The findings reveal that the early growth of the streetcar followed the shifting core cognitive structure of the city more often than the emerging metric densities. Thus, it can be argued that perhaps one becomes a “lagging indicator” of sorts for the other, particularly when the adaptation of the structure was left to its natural economic tendencies and not directed by outside political influences. This dependency is further verified by the shared location of the most profitable streetcar line in the system and the most consistently identified street within the core cognitive structure. Ironically, as the city began to noticeably and significantly fragment, the measured success of the streetcar began to collapse as well.

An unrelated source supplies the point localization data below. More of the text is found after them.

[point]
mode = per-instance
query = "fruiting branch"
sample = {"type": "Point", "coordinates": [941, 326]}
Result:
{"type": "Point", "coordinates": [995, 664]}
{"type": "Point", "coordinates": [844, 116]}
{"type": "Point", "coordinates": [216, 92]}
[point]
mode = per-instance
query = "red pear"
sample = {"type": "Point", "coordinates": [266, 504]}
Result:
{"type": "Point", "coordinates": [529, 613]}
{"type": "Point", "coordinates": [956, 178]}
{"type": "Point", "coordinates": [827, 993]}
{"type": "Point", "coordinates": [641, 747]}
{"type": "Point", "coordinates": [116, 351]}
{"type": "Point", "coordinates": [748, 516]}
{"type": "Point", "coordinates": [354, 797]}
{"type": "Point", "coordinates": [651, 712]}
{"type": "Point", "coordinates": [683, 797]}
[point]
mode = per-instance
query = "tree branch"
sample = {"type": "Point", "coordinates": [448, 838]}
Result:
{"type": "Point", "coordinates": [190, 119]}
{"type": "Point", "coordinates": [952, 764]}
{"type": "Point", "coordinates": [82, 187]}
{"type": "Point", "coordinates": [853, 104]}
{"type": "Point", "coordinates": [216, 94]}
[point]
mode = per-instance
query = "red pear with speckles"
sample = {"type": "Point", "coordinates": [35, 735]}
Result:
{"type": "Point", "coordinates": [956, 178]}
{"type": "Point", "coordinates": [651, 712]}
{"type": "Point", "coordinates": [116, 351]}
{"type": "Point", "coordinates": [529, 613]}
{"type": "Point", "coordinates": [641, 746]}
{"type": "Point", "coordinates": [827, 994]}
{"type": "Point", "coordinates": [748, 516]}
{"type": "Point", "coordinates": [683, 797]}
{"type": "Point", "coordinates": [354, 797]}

Carson has argued in his 1981 book, The Trolley Titans, that the demise of the streetcar resulted from a multitude of factors – the cost of the infrastructure and associated maintenance, the lack of flexibility in setting routes, fixed fares, labor disputes, and the introduction of the jitney bus and motor coach as competition. Preston has argued in his 1979 book, Automobile Age Atlanta: The making of a southern metropolis, that the collapse of the streetcar can be attributed to the accessibility and affordability of the individual automobile. The results here suggest that perhaps the true demise lies in the streetcars’ ineffectiveness to align with the core cognitive structure of the city coupled with the decentralized, fragmented, and ever-shifting structure of the city.

Comments

Originally published in:

Haynie, Dawn. “The Atlanta Streetcar: an analysis of its development and growth as it relates to the Core Cognitive Structure of the City,” 8th International Space Syntax Symposium Proceedings, Santiago, Chile January 2012.